Esta visión del ser humano como completo y perfecto desde
su inicio, trayendo dentro de sí mismo todo cuanto necesita para sobrevivir y
desarrollarse (mediante la interacción de otros humanos, por supuesto), es distinta
a las visiones en las que se lo considera poseedor de una naturaleza mala y con
inclinaciones enfermizas, al que se debe domar y forzar a ser distinto.

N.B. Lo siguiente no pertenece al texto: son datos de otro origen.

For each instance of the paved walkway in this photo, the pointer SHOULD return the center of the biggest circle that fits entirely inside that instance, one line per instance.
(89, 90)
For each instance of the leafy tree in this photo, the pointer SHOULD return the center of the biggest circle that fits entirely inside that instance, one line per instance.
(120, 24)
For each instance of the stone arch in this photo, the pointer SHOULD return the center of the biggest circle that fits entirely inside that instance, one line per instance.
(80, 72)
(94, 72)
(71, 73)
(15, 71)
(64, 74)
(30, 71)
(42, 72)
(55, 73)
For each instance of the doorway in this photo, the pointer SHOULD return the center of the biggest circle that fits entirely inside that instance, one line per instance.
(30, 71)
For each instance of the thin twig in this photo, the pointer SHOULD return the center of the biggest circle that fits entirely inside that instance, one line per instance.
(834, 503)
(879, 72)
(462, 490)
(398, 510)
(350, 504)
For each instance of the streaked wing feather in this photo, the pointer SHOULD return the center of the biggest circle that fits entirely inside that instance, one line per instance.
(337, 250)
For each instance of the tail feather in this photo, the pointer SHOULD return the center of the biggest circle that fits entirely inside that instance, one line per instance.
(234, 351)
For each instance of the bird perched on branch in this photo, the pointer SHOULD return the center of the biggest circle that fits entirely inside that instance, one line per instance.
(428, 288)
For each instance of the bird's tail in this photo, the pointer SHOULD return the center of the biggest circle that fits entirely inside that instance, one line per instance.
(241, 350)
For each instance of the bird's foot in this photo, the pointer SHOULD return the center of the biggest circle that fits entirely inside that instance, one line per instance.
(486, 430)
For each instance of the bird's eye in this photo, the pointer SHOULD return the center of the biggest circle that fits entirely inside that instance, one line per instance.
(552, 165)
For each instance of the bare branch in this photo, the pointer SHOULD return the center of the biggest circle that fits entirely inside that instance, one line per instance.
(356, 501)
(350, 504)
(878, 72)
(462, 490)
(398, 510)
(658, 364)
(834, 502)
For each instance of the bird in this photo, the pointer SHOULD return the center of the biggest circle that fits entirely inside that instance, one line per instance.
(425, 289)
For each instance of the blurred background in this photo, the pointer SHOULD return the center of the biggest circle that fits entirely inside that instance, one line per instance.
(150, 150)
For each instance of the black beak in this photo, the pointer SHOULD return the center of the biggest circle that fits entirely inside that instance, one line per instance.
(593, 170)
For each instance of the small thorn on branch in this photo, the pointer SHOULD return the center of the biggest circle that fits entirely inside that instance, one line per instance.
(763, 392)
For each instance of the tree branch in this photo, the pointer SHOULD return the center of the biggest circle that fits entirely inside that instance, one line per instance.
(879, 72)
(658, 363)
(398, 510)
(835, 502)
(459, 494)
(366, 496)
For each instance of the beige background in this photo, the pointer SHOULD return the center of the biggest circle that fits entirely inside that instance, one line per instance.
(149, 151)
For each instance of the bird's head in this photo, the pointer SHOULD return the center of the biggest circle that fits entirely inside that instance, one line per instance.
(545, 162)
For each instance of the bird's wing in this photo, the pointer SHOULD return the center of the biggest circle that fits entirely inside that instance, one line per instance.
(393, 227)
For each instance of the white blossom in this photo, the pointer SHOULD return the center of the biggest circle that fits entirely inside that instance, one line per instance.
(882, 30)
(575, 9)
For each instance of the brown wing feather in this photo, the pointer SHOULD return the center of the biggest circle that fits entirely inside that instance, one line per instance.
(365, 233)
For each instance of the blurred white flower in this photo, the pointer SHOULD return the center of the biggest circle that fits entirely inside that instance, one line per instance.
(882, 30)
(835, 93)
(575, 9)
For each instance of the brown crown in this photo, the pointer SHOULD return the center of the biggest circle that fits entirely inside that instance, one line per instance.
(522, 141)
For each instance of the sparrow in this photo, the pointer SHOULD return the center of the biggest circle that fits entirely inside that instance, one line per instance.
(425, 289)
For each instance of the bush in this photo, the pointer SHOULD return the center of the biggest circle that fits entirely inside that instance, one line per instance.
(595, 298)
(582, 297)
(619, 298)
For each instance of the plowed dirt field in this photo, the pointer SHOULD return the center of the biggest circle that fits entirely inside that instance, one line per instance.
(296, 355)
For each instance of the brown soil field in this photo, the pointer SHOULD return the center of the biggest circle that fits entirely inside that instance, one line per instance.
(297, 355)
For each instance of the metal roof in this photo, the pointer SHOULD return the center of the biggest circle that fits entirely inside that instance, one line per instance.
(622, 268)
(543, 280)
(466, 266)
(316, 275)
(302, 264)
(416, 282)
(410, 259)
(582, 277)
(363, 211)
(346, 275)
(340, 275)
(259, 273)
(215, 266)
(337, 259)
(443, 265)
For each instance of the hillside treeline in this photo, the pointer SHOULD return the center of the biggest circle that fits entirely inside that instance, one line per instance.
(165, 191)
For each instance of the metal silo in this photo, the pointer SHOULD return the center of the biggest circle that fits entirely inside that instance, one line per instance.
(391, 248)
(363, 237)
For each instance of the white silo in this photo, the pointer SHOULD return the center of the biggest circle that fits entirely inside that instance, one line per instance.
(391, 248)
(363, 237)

También la educación y la disciplina se ven con otros
ojos en cada una de estas perspectivas. En
la primera, la educación consiste en descubrir las características del educando
y brindarle oportunidades para que las desarrolle, y la disciplina sería
apoyarlo para que no se desanime y jamás se pierda de vista a sí mismo. En la
segunda, la educación consistiría en ajustar al educando a los usos, costumbres
y pensamientos de la cultura uniformándolo a ellos, y la disciplina sería la
exigencia constante a que se adapte, obedezca y deje de rebelarse.
No siempre es fácil para las personas cambiar de una
perspectiva a la otra. Cuando alguien se ha formado creyendo que “la letra con
sangre entra”, “a mí mis padres me azotaron e hicieron bien” o “en cuanto uno
se descuida muestra el cobre”, le da trabajo creer que los humanos y hasta las
mismas plantas crecen mejor con amor. Lectores me han escrito invitándome a
rectificar cuando digo que hay que amar también los propios defectos, y dicen:
¿Así cómo voy a corregirme? Con amor, comprensión y paciencia, sería la respuesta.
Es obvio que uno hace más caso por la buena que con
insultos o cachetadas. Y que realiza los cambios con mejor estado de ánimo si
se ama y acepta uno mismo, que si se siente malo y despreciable.
Me fascina la idea de la resurrección, que la persona
concreta, de carne y hueso, sea revivida y llevada a un estado de plenitud.
Dicha idea se puede aplicar a esta existencia limitada por el tiempo entre el
nacer y el morir, y también al más allá. Yo pienso con mayor frecuencia en el
más acá, sin esperar la muerte para que suceda.
Me gusta pensar que la liturgia católica expresa lo mismo
en su calendario; el tiempo de Pascua desemboca en Pentecostés o iluminación
del Espíritu Santo. Luego, le siguen numerosas semanas de “entre año”; o sea,
de vida cotidiana ya dentro de la iluminación recibida. Todos iluminados. Me
encanta visualizar a seres humanos luminosos que viven llenos de amor por sí
mismos y los demás.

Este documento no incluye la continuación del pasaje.